Los pilares de la transformación

Por Danilo Contreras Guzmán *

“Al fin parió Pabla” reza el adagio popular que da a entender que un hecho largamente esperado es por fin una realidad. Y es así en el caso del decreto No 295 de 16 de febrero por el cual se convocan elecciones atípicas en Cartagena para el día 15 de abril de 2018, con lo cual culminará una oprobiosa interinidad llena de infortunios para la ciudadanía en su conjunto pero de clara complacencia de los clanes políticos de la ciudad.

Lo que es menester ahora es que los candidatos señalen con claridad cuáles son sus propuestas realizables en el breve pero trascendental periodo de gobierno que les tocará en suerte democrática. Para ser franco: poco, muy poco, he escuchado de quienes han puesto su nombre en la palestra.

El año y ocho meses que falta para cumplir el periodo constitucional es evidentemente escaso para lograr una acción de gobierno que logre consolidar un proceso de transformación que saque a la ciudad de la crisis, de manera que no hay lugar a improvisaciones, ni a ‘varillazos’. Se necesitan candidatos y candidatas preparados para afrontar este duro reto, con propuestas claras, líderes capaces de romper, de una vez por todas, las cadenas que han sometido a la mayoría de los cartageneros a los intereses inconfesables de los clanes y las familias que durante décadas se han hecho millonarias a costa de los padecimientos de los ciudadanos.
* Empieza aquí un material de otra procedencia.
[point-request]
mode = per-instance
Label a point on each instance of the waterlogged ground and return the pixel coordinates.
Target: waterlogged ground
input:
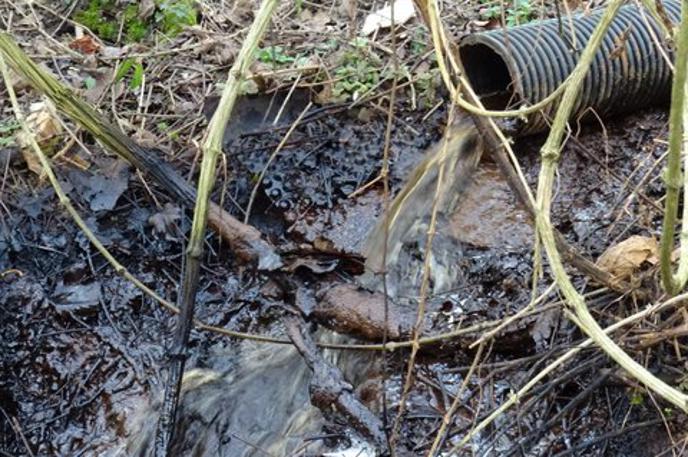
(83, 349)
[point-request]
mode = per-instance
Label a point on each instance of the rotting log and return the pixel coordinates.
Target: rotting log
(245, 240)
(328, 388)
Los postulados tendrán muchas ideas que proponer, sin embargo, cometeré la osadía de exponer algunos criterios que, en mi prescindible opinión, resultan inaplazables para emprender un camino de cambios.

 Lucha sin tregua contra la pobreza y el hambre

El primer propósito que, entiendo, debe tener la próxima Administración, es la lucha sin tregua contra la pobreza y el hambre. Ese es un imperativo moral y ético que no puede seguir siendo burlado por sucesivas administraciones. Es un lugar común reseñar las cifras que muestran que el 29.1% de la población vive en situación de pobreza, en tanto que el 5.5% de la población vive en indigencia. Hablamos, en este último caso, de unas 55 mil personas. Creo en verdad que la tragedia es mayor y está suavizada por las metodologías del Dane. Lo que viven muchos paisanos en las comunidades más desprotegidas de la ciudad es hambre física y desesperada. Sin embargo, el establecimiento local invisibiliza esta tragedia.
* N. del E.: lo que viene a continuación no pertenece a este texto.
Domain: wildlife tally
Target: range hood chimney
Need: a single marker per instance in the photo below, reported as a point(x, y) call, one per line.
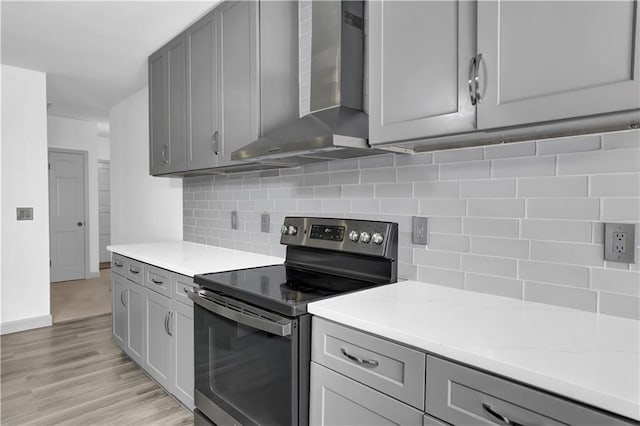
point(336, 126)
Óscar Vilhenas, autor brasilero, al respecto señala: “la invisibilidad significa aquí que el sufrimiento humano de ciertos segmentos de la sociedad no provoca una reacción moral o política en los más beneficiados ni dispara una respuesta legal adecuada en los funcionarios estatales”.

Pero aterricemos en un par de temas que podrían ayudar a combatir pobreza y hambre.
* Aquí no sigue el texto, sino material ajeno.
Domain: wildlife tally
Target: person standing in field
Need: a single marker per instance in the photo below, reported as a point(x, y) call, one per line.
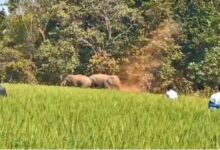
point(171, 93)
point(2, 90)
point(214, 102)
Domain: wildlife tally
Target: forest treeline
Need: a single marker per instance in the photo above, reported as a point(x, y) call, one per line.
point(148, 43)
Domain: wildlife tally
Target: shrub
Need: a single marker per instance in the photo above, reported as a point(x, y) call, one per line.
point(103, 62)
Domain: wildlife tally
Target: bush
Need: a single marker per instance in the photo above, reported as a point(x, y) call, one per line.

El PES (Plan de Emergencia Social – Pedro Romero) es la estrategia del Distrito para articular la oferta nacional y local con miras a atender a las comunidades más vulnerables y ayudarlas en el propósito de superar pobreza.

Pese a la alta misión del programa, su último director llegó a declarar a un medio de comunicación, al ser cuestionado por el hecho de que no se le asignaron recursos a dicha dependencia en 2018, que “el presupuesto asignado para 2017 fue de $2.960 millones y que para 2018 no tenían presupuesto asignado, sino que tienen pensado trabajar articulados con otras Secretarías”. Qué inconsecuencia. Qué cinismo.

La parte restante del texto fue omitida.